In a recent cafe chat with a few training/design peers, someone mentioned how their organization’s learning unit purchased a social network suite, but that it largely went unused a year after implementation.  While this puzzled her and me, others in the group protested that no one has time  to blog or other social network “stuff.” Really? I think that’s a crock. Intuitively and experimentally, I know how powerful social networking can be for learning (both personal and team/organizational). But how do I argue that to others who aren’t convinced?

Here are my top three thoughts on why we should be using social networking within our learning organizations. What others are there?

Reason 1: We need to enhance our ability to connect and network within the Learning function.

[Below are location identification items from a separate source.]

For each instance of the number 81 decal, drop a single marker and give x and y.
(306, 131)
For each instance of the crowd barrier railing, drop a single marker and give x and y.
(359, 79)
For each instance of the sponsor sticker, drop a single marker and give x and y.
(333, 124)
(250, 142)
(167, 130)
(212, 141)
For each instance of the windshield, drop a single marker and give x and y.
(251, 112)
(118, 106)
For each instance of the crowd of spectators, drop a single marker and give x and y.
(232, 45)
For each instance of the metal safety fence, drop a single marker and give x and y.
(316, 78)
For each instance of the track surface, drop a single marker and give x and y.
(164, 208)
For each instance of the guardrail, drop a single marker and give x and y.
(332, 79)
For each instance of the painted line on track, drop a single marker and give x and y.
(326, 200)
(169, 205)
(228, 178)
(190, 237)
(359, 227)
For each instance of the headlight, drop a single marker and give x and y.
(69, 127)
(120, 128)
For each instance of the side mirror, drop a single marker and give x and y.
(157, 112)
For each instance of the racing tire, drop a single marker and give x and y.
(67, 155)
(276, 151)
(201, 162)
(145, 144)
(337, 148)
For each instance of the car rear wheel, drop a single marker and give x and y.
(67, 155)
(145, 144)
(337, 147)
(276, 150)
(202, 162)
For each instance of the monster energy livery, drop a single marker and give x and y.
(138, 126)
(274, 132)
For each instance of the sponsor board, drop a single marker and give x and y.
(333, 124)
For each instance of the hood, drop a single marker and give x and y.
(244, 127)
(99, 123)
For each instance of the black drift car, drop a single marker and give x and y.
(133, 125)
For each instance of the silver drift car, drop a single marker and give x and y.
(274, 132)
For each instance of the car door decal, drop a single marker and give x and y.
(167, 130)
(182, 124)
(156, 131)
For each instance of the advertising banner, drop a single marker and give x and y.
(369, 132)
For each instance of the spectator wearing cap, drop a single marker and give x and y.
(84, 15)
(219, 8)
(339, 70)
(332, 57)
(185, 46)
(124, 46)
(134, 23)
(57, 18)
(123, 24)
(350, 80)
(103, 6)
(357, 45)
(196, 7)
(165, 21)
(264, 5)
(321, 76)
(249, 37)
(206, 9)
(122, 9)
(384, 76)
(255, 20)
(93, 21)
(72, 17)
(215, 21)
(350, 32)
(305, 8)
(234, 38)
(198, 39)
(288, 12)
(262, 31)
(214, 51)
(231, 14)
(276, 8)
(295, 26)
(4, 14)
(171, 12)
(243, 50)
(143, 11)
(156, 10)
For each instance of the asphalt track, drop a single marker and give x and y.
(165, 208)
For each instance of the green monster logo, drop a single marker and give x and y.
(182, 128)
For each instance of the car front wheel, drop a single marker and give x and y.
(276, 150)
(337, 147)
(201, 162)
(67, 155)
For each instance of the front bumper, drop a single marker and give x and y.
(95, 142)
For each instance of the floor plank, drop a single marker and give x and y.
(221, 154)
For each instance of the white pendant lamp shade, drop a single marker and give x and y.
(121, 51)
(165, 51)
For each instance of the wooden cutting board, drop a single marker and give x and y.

Our Jive-empowered network brings a variety of social media and networking technologies to the enterprise level, giving us an opportunity to harness the power of blogging, threaded discussions, virtual groups and more—all within the safe confinements of the firewall. With these tools, we can connect, collaborate, and share with one another in ways not possible with meetings and coffee chats.

The discussion tools give us an excellent way to share a thought or question, and get responses from people not just in your office, but in offices around the country/world.

“Groups” and other features provide an easily accessible, relatively easy way to create online communities of practice.   Members can post questions around fuzzy concepts, share links and documents, collaborate on a project, or share best practices.

Reason 2: We need a better way to distribute and access our wealth of knowledge.

In Company X we have a lot of smart people with a lot of knowledge about a lot of things. There is tribal knowledge around how we get things done, as well as role-specific know-how and a wide array of special interests. Typically, we share this kind of information in day-to-day conversations, emails, or via documents stored on Sharepoint or some server located who-knows-where. This knowledge is difficult or impossible to access.

The Learning Network offers a number of significant benefits for knowledge sharing over those traditional methods. Here’s a few:

  • Knowledge sharing on the network is not constrained by time and place. Someone in Japan can just as easily participate in a conversation as someone here at the SSC.
  • Knowledge housed on the network is searchable. Categorized topics and the thoughtful use of tags in blogs and articles makes content searchable and retrievable for future reference. You can’t exactly search last year’s water cooler conversations, can you?
  • Full participation is enabled. Anyone can create and share their own content just as easily as they can respond to others’ contributions. You don’t have to wait for a scheduled meeting  or a facilitator, leader, or domain expert to start a conversation. Have something to say or a question to ask? Want to share a great idea from an external Web site or favorite blog? Just log on and start writing!

Reason 3: We need to leverage and enhance our opportunities for informal learning.

Social media and networking tools also allows us to leverage and enhance informal learning. Most workplace learning doesn’t happen through formally prescribed courses, coaching, or learning paths. Rather, most learning happens through informal conversations that occur on the job, in the break room, between meetings, and so on.  This can be sharing a quick “how to,” or a vetting out of new concepts, ideas, and challenges. With the Learning Network, we can bring some of these conversations online, giving us more avenues to learn and share.

So, that’s what I think. What say you? Are there other good reasons for training and development departments to use their own social tools more? Or why not to?